The Dangers of Untreated Tooth Decay

Tooth decay is a common dental problem that can cause serious health complications if left untreated. An untreated cavity can lead to an infection in the tooth called a tooth abscess, and the bacteria can travel to the bloodstream and cause dangerous blood clots, septicemia, and even death in extreme cases. The acid from plaque buildup can dissolve the surface of the tooth and cause holes, and if a decayed tooth is not removed, it can cause more extensive damage, infection, and tooth loss. To avoid these risks, it is important to visit your dentist regularly and seek endodontic treatment as soon as possible.

If the tooth enamel is almost intact, a root canal and filling may be enough to save the tooth. However, if the decay has progressed too far, the only way to completely eliminate infected tissue and prevent infections from returning is to perform a root canal or remove the tooth. If a decayed tooth is not removed, it can cause more extensive damage to the inside of the tooth (pulp), which requires more extensive treatment or possibly tooth extraction. When oral bacteria enter the bloodstream, they increase the chance of forming dangerous blood clots that can cause a stroke or heart attack. Bacteria can even cause a potentially fatal systemic bacterial infection called septicemia.

Additionally, if a missing tooth is in the upper arch of the teeth, the entire upper arch of the teeth will not have its front edges and, over time, will begin to move. This can lead to undesirable physical characteristics such as an uneven smile. Having a cavity and having to go to the dentist may seem unpleasant, but it's important to treat it once detected to avoid further tooth decay and dental complications. SF Oral Surgery recommends dental implants for San Francisco patients soon after undergoing a tooth extraction. You can avoid this risk and the dangers of an untreated dental infection by seeking the endodontic treatment you need with Dr. Visit your dentist regularly, so that early tooth decay can be treated as soon as possible and you can begin to prevent it.

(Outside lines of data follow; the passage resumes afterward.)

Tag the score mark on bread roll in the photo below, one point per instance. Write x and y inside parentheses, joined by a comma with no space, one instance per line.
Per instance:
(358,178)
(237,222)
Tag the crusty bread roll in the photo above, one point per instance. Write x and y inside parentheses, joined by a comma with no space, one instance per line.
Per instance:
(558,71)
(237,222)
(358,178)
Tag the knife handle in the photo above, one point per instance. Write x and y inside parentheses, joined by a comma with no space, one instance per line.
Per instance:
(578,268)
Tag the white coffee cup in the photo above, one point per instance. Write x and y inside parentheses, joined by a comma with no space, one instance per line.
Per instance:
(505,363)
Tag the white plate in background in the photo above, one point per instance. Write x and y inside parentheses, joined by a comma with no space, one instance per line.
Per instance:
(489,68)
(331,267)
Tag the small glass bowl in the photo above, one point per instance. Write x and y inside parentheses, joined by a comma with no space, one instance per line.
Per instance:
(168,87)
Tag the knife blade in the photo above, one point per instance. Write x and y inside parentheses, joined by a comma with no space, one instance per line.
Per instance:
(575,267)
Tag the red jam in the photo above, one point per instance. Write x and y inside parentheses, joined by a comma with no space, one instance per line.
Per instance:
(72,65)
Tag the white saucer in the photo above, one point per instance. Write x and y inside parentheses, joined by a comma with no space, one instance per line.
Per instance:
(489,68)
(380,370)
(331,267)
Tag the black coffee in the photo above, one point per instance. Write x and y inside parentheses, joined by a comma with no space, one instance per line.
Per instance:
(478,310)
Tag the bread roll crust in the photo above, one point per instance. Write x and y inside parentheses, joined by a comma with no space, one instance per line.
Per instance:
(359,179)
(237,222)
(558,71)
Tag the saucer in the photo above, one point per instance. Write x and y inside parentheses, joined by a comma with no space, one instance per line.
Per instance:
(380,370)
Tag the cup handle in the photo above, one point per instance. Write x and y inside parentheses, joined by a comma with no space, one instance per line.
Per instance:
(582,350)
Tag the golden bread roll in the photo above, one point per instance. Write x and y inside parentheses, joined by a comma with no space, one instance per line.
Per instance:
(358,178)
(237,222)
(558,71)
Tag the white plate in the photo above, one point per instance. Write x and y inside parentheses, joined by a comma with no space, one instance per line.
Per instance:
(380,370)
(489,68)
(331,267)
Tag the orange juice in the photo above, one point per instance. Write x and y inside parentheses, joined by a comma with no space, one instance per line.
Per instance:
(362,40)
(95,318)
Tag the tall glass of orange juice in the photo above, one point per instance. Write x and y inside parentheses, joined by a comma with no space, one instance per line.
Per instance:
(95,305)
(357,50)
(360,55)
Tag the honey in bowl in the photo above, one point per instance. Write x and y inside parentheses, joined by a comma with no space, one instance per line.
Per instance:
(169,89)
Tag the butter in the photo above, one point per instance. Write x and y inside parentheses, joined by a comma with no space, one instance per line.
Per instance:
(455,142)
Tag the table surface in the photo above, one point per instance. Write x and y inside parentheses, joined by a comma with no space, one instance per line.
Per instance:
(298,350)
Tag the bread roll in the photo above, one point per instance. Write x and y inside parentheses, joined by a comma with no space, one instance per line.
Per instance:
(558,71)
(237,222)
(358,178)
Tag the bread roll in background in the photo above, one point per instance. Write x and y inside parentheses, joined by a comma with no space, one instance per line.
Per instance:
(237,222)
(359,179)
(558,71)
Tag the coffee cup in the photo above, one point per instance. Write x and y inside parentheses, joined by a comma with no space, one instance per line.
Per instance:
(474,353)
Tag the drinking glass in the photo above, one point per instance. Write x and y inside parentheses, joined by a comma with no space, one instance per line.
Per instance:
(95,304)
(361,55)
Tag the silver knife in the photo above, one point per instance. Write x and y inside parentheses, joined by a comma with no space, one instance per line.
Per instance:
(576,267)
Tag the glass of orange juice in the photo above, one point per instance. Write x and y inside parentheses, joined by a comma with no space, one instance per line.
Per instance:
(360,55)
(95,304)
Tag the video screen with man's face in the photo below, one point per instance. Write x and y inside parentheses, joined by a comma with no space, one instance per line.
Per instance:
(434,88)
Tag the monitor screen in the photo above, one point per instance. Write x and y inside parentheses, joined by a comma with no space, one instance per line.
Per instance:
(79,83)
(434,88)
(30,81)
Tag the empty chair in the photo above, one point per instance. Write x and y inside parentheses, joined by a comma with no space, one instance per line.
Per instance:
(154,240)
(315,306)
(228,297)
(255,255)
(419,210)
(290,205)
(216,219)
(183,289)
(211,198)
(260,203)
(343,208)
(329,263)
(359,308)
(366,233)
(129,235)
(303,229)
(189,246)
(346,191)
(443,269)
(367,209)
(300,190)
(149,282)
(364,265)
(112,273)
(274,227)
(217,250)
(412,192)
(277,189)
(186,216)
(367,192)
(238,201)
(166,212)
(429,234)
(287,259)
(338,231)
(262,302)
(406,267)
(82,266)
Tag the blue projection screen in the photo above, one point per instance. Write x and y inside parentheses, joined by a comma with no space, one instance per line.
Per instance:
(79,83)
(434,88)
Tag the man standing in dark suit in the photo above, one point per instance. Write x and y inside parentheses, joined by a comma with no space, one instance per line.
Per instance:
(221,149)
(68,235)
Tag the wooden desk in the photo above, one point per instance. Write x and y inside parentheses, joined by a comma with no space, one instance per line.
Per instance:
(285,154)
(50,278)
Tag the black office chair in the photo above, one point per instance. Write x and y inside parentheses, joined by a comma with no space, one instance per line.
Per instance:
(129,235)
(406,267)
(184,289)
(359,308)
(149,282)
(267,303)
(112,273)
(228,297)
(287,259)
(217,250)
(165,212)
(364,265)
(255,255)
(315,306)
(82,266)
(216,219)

If plaque is allowed to build up, the acid can begin to break down (dissolve) the surface of the tooth and cause holes known as tooth decay. The longer you leave it, the more decay will penetrate the tooth and the risk of health complications will increase.

Will Sonza
Will Sonza

Amateur food nerd. Devoted internet specialist. Hardcore music fan. Award-winning web trailblazer. Extreme internet specialist.